QM/MM study of the binding of H(2) to MoCu CO dehydrogenase: development and applications of improved H(2) van der Waals parameters

The MoCu CO dehydrogenase enzyme not only transforms CO into CO(2) but it can also oxidise H(2). Even if its hydrogenase activity has been known for decades, a debate is ongoing on the most plausible mode for the binding of H(2) to the enzyme active site and the hydrogen oxidation mechanism. In the present work, we provide a new perspective on the MoCu-CODH hydrogenase activity by improving the in silico description of the enzyme. Energy refinement—by means of the BigQM approach—was performed on the intermediates involved in the dihydrogen oxidation catalysis reported in our previously published work (Rovaletti, et al. “Theoretical Insights into the Aerobic Hydrogenase Activity of Molybdenum–Copper CO Dehydrogenase.” Inorganics 7 (2019) 135).
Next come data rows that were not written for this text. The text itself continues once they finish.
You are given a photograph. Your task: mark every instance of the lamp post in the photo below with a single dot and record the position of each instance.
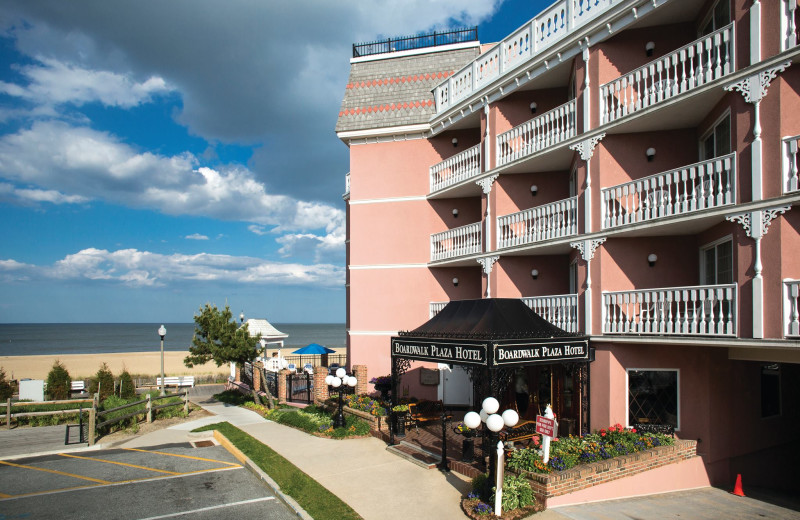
(495, 423)
(340, 381)
(162, 331)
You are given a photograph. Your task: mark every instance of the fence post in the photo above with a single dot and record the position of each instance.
(92, 421)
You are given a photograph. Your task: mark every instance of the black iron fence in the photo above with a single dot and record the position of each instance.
(420, 41)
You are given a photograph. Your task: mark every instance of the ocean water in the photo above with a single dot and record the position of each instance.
(31, 339)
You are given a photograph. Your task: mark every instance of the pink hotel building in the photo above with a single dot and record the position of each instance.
(626, 168)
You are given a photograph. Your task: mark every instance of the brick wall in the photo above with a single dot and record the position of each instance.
(584, 476)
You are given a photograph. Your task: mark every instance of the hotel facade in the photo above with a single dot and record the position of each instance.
(626, 168)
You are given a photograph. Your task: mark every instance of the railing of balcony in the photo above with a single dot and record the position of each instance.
(460, 241)
(435, 307)
(788, 24)
(550, 26)
(537, 134)
(457, 168)
(555, 220)
(707, 184)
(791, 178)
(702, 61)
(704, 310)
(560, 310)
(791, 308)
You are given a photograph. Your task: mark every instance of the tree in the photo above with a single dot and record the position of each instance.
(218, 338)
(59, 383)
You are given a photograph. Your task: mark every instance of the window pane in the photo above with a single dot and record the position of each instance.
(653, 397)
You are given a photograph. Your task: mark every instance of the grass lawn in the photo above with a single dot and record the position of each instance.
(320, 503)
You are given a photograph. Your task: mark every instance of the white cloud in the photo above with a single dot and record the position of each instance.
(53, 82)
(136, 268)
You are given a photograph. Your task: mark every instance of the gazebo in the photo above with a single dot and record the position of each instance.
(491, 338)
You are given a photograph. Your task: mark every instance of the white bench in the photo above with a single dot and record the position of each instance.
(176, 381)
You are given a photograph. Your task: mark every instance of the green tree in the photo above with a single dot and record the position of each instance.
(218, 338)
(59, 383)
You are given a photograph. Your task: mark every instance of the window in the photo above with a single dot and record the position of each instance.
(717, 263)
(718, 17)
(770, 390)
(653, 397)
(718, 140)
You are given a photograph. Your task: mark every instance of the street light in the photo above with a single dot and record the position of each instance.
(162, 331)
(340, 381)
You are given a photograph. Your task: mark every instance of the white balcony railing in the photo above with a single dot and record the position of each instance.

A suboptimal description of the H(2)–HN(backbone) interaction was observed when the van der Waals parameters described in previous literature for H(2) were employed. Therefore, a new set of van der Waals parameters is developed here in order to better describe the hydrogen–backbone interaction. They give rise to improved binding modes of H(2) in the active site of MoCu CO dehydrogenase. Implications of the resulting outcomes for a better understanding of hydrogen oxidation catalysis mechanisms are proposed and discussed.